Jessye Waxman, a senior campaign representative at the Sierra Club said in a statement after the vote: “The fact that so many investors voted against asking banks to reconcile their climate pledges with their fossil fuel financing activities suggests that most investors still don’t understand that climate change poses a systemic risk to their entire portfolios and the economy.”
Citi
At Citi, Harrington Investments filed a proposal very similar to the Sierra Club’s bid at Wells Fargo, seeking a report to adopt a policy for “a time-bound phase-out” of the bank’s lending and underwriting to projects and companies engaged in new fossil fuel exploration and development.
The resolution, which gained nearly 10% support, asked that the bank adopt a policy that aligns with its public commitments to international agreements like the UN Environmental Programme Finance Initiative, and the International Energy Agency Net Zero by 2050 Roadmap, said Brianna Harrington, research analyst and shareholder advocacy coordinator at the firm ,during the meeting.
In response to a question related to the proposal, Citi CEO Jane Fraser said the bank is “committed to help drive the transition to a low-carbon economy” as a business opportunity. At the same time, Fraser said investing in “energy security is also essential” because the global economy can’t operate without fossil fuels.

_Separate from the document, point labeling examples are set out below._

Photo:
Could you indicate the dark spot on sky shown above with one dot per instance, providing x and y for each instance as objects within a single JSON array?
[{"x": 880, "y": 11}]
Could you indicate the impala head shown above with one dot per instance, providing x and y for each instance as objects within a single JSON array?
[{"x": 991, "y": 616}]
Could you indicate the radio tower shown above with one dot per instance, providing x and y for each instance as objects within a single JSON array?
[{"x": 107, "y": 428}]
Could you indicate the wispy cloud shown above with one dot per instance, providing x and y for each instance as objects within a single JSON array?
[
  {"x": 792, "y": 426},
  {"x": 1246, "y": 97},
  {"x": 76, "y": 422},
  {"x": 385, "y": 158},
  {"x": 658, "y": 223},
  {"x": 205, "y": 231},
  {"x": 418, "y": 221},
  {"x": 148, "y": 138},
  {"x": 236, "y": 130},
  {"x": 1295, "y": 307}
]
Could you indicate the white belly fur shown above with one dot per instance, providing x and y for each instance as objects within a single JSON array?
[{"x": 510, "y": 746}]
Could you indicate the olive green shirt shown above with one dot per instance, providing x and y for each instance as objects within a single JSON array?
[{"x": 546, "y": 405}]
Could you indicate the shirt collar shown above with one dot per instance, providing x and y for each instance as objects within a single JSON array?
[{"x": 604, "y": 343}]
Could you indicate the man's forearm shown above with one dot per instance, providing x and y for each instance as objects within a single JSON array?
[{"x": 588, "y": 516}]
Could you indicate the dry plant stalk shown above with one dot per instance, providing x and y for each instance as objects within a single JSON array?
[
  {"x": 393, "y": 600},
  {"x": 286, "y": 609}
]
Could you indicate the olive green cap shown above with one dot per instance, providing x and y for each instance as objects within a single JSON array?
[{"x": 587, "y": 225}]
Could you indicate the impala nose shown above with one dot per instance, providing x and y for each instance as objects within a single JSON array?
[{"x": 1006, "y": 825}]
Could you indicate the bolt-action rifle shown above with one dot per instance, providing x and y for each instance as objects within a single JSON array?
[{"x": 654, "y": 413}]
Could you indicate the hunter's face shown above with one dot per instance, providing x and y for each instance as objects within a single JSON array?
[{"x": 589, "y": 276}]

“That’s because we simply don’t yet have affordable alternatives at the scale and right reliability that is required,” Fraser said. “And that’s why we’re actively supporting the development of the next generation of affordable technologies, and financial innovations as they’re needed to really accelerate this shift.”
Another proposal asked the bank issue a report outlining how effective its policies are respecting Indigenous Peoples rights. Specifically, the Sisters of St. Joseph of Peace, a New Jersey-based Catholic advocacy group, called out the bank for financing pipeline multinational company Enbridge Inc. The vote failed with about 31% of the vote.
A spokesperson for Citi declined to comment. The bank said in its proxy statement that it is “committed to respecting human rights wherever we do business,” and said Enbridge has “industry-leading engagement policies” with respect to human rights and Indigenous Peoples issues.